Figure 5. The effects of 2-ME on cell cycle regulatory proteins.

NTUB1 and T24 cells were treated with 2ME (2 µM) for 12 and 24 h. The total cell lysates were analyzed for the levels of cell cycle regulatory proteins by Western blot using specific antibodies. (A) and (B) shows the levels of cdc25C, phospho-cdc25C (Thr48 and Ser216), phospho-cdc2 (Tyr15), cyclin B1, phospho-histone H3 (Ser10), cdc2, histone H3. Similarly, (C) and (D) shows the level of p27, cyclin D3, cyclin D1, CDK4, cyclin A2, cyclin E2, CDK2 proteins in NTUB1 and T24 cells after 2-ME treatment. Results shown are representative of at least three independent experiments.

Figure 6. The combinative effects of 2-ME and As₂O₃ on cell viability and the level of cleaved caspase-3 and 7 in UC cells.

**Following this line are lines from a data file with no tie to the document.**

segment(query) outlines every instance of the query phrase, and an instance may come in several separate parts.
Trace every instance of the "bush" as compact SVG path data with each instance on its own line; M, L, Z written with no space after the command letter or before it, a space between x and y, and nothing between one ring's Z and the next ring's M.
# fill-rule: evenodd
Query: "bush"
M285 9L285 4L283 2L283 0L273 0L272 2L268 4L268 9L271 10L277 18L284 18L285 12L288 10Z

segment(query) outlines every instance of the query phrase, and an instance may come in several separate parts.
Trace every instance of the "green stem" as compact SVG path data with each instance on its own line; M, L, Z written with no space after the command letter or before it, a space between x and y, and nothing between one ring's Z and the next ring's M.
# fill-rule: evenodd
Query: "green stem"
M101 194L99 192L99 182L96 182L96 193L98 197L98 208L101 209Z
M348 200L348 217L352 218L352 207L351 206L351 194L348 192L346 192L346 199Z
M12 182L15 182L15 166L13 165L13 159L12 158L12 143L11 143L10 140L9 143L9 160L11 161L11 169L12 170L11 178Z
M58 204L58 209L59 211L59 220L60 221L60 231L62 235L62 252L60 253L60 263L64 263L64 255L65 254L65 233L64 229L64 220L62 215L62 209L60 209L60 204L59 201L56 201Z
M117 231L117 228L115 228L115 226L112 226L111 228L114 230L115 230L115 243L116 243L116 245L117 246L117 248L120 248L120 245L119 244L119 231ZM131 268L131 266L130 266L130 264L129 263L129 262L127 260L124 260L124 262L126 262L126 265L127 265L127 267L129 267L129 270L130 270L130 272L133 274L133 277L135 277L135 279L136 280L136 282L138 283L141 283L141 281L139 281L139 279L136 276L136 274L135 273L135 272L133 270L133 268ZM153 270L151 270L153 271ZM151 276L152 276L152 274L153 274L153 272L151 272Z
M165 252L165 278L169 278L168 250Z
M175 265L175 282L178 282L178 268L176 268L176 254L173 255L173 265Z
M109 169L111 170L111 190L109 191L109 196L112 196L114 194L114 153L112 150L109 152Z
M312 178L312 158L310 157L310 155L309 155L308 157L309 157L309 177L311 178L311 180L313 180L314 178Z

(A) NTUB1 and (B) T24 cells were incubated in the presence of 2-ME (0.5 and 1 µM) and different concentration of As₂O₃ (0.75 to 10 µM) individually or in combination. Cell viability was measured by MTT assay. Quantitative analysis of cell viability are presented as means ± SD of three independents experiments. * p<0.05 is interpreted to be significant as compared with As₂O₃ treatment alone. The total cell lysates were harvested and analyzed by Western blot with specific antibodies against cleaved caspase-3 and 7 after treatment of 2-ME (1 µM), As₂O₃ (1 µM) and in combination. Results shown are representative of at least three independent experiments.

Figure 7. The combination with 2-ME and As₂O₃ at the ratio of 1∶ 10 induces synergistic inhibition on the viability of NTUB1 and T24 cells.

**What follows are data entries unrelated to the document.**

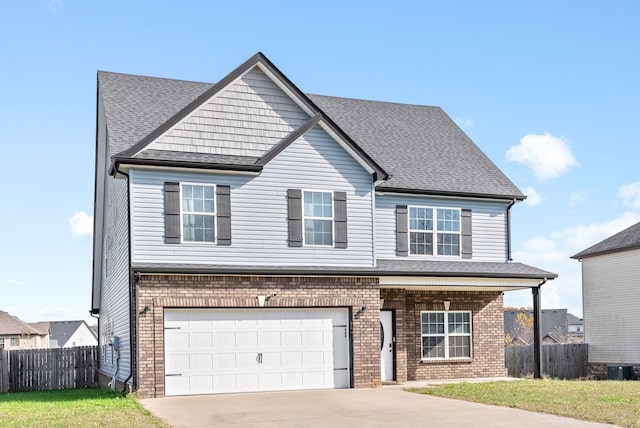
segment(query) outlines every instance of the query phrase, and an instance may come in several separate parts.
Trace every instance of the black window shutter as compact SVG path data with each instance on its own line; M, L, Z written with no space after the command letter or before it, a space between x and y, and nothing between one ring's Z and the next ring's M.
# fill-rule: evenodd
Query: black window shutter
M289 246L302 247L302 190L287 190L289 206Z
M409 255L409 210L406 205L396 205L396 255Z
M347 193L333 192L334 245L347 248Z
M164 242L180 243L180 183L164 183Z
M218 245L231 245L231 187L216 186Z
M462 221L462 225L461 225L461 231L462 231L462 258L463 259L470 259L471 258L471 244L472 244L472 238L471 238L471 210L469 209L463 209L462 212L460 213L460 219Z

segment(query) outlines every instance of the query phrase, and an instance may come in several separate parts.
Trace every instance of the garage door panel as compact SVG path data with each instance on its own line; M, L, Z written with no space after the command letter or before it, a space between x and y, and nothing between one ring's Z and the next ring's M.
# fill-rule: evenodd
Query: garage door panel
M236 333L236 347L237 348L251 348L256 349L258 346L258 332L257 331L239 331Z
M167 310L165 320L166 395L350 385L346 310Z

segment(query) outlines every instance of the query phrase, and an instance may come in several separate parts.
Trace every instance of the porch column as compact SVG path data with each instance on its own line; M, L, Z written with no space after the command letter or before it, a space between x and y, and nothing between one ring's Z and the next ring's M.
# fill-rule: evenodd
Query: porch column
M542 379L542 360L540 358L540 286L531 289L533 293L533 377Z

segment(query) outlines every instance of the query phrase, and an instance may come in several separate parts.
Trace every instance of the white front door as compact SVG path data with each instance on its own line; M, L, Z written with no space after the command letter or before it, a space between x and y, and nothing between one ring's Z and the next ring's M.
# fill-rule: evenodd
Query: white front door
M382 381L393 380L393 312L380 311L380 374Z
M165 395L348 388L346 309L167 309Z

UC cells were incubated in the presence of 2-ME, As₂O₃, and in combination at the concentration ratio of 1∶ 10. Cell viability was measured by MTT assay. Cell viability was measured by MTT after 24 h exposure. (A) The dose-effect plot reflects the dose-effect relationships for As₂O₃, 2-ME and the combination. (B) Combination index and fractions affected was plotted in combination with As₂O₃ and 2-ME.